Entretanto, observemos factos que marcam a sociedade portuguesa e a definição das políticas de educação e formação: i) num período de 20 anos triplicou e diversificou-se a dimensão da população imigrante, que a prazo poderá ser 10 ou 15% da população do país – a ministra do Trabalho disse, num colóquio do CoLABOR no dia 4, que em 2015 tínhamos 150 mil trabalhadores imigrantes e hoje temos 650 mil; ii) o nosso número de licenciados (e mestres e doutores) aumentou e necessita de continuar a aumentar; iii) a paridade entre homens e mulheres no “mercado de trabalho” (números totais) é hoje um dado adquirido no país e traz novas exigências; iv) o aumento da esperança de vida (as vidas longas), cruzado com a emergência de novos instrumentos de trabalho e das formas da sua prestação e organização, reclamam novas políticas de educação e formação; v) as pressões vindas das transições energética e ambiental transformarão visões sobre a economia e os saberes, e a sua aplicação exige negociação; vi) temos políticas de emprego afuniladas na responsabilização individual; vii) urge preparação das pessoas para uma literacia digital inclusiva; viii) a cidadania social é frágil, privilegia-se a esmola, e manipula-se o lugar e o valor do trabalho, desqualificando-o.

A história do trabalho sem organização e representação coletivas é uma tragédia.
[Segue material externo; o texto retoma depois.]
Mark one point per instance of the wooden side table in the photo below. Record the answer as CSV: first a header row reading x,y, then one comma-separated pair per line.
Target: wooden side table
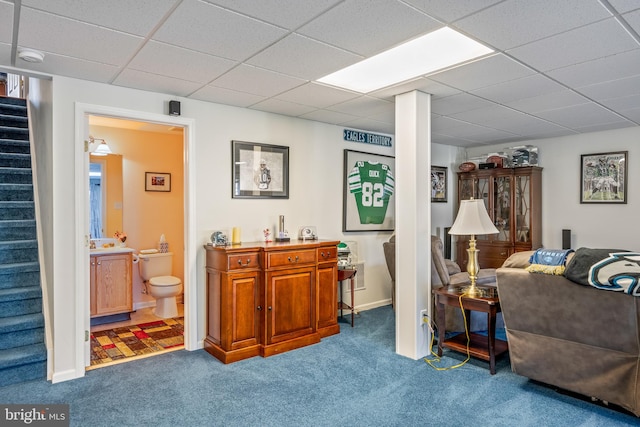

Olhemos com atenção o século XIX e parte do XX. Hoje vemos atores da formação nas empresas, na escola, no sistema de relações de trabalho, ou até na justiça do trabalho a negarem os princípios que trouxeram os Direitos do Trabalho para o patamar dos Direitos Humanos. Precisamos de formação séria sobre o trabalho e a organização do trabalho em todos os patamares do ensino e, em particular no Ensino Superior. Todavia, a formação focada no trabalho de forma doentia – para cavar injustiças e desigualdades – nega a formação para o trabalho e para a cidadania.

Não há progresso e desenvolvimento humano sem sociedades coesas. As complexidades que atrás enuncio tornam mais difícil a construção da coesão. E a ausência ou fragilização – estrutural, orgânica ou de representação – das instituições de intermediação, como são os sindicatos, mas também outras associações, agrava muito o problema.